In a second approach, FACS-sorted CX3CR1-GFP+ microglia were transplanted into the CP of isolated ICR mouse brains, and the brains were then sliced for culturing. At 24 h after transplantation, the injected microglia remained in the CP, although some had migrated out (Supplementary Fig. 12a–c; Supplementary Movie 9). Immunohistochemical analyses (at 24 h) performed on CPs containing transplanted microglia revealed that the density and the position of cells expressing Ctip2, Satb2, Cux1, and Tbr1 were altered in a manner very similar to those observed in microglia-containing CPs exposed to CXCL12 beads; Tbr1+, Satb2+, or Cux1+ cells were more abundant, whereas Ctip2+ cells were less abundant (Supplementary Fig. 12d–f).
We further performed in vivo experiments to artificially deliver microglia to the CP (Fig. 4h).

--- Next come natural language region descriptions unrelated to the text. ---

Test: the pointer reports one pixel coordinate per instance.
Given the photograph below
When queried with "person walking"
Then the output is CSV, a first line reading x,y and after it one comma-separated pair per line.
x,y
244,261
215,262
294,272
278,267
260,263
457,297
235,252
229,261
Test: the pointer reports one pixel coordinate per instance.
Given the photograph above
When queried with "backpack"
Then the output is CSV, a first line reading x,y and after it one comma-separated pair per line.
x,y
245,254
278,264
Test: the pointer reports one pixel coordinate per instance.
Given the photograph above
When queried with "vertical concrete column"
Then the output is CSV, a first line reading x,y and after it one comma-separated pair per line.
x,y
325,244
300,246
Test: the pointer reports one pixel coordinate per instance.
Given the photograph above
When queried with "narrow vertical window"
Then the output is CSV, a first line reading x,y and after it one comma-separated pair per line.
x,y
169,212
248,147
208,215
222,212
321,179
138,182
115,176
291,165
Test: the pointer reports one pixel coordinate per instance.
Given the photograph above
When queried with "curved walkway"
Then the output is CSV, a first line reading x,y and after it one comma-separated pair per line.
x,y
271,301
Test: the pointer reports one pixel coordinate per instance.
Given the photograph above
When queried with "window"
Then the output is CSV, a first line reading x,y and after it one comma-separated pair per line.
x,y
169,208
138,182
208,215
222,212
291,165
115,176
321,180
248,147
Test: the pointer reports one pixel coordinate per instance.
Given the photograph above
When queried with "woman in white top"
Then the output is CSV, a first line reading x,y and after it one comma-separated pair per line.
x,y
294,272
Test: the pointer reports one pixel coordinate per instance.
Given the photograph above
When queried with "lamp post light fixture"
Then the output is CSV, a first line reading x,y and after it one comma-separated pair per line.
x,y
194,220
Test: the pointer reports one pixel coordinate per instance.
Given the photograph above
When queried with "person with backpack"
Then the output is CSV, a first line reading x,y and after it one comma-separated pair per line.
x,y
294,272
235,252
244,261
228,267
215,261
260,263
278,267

A vector that allowed the conditional expression of CXCL12 based on Cre-ERT2 under the Tα1-promoter (a neuron-specific promoter) was introduced by in utero electroporation (IUE) on E12, and this delivery was followed by maternal tamoxifen administration on E14. The successful expression of Cxcl12 mRNA was detected in a pattern matching that of Lyn-TdTomato. (Fig. 4i). On E16, abnormal microglial accumulation was found in CXCL12-overexpressing CPs (Fig. 4j; Supplementary Fig. 13). Immunohistochemical analyses demonstrated that Satb2+ and Cux1+ cells were significantly more abundant in microglia-containing CPs in the deep zone (bins 1–3) than in the controls (Fig. 4k, l; Supplementary Table 1). In addition, the density of Tbr1+ cells was increased in the middle zone (bins 3–5) in CXCL12-overexpressing CPs. In contrast, the density of Ctip2+ cells was significantly lower in the deep zones (bins 2 and 3) of microglia-containing CPs than in the controls. To exclude the possibility that CXCL12 overexpression directly affects neuronal marker expression, we combined this overexpression system with the intraventricular injection of clodronate (which selectively depletes microglia) on E14, and found that the expression of these transcription factors was comparable between the only Lyn-TdTomato-expressing control brains and microglia-depleted CXCL12-overexpressing brains. These results obtained by slice culture-based and in vivo experiments suggest that microglia may influence postmigratory cortical neurons in the expression of neuronal subtype-associated transcription factors, if these cells are inadvertently positioned in the CP, although it is also possible that ectopic (intra-CP) microglia affected neuronal migration and/or positioning.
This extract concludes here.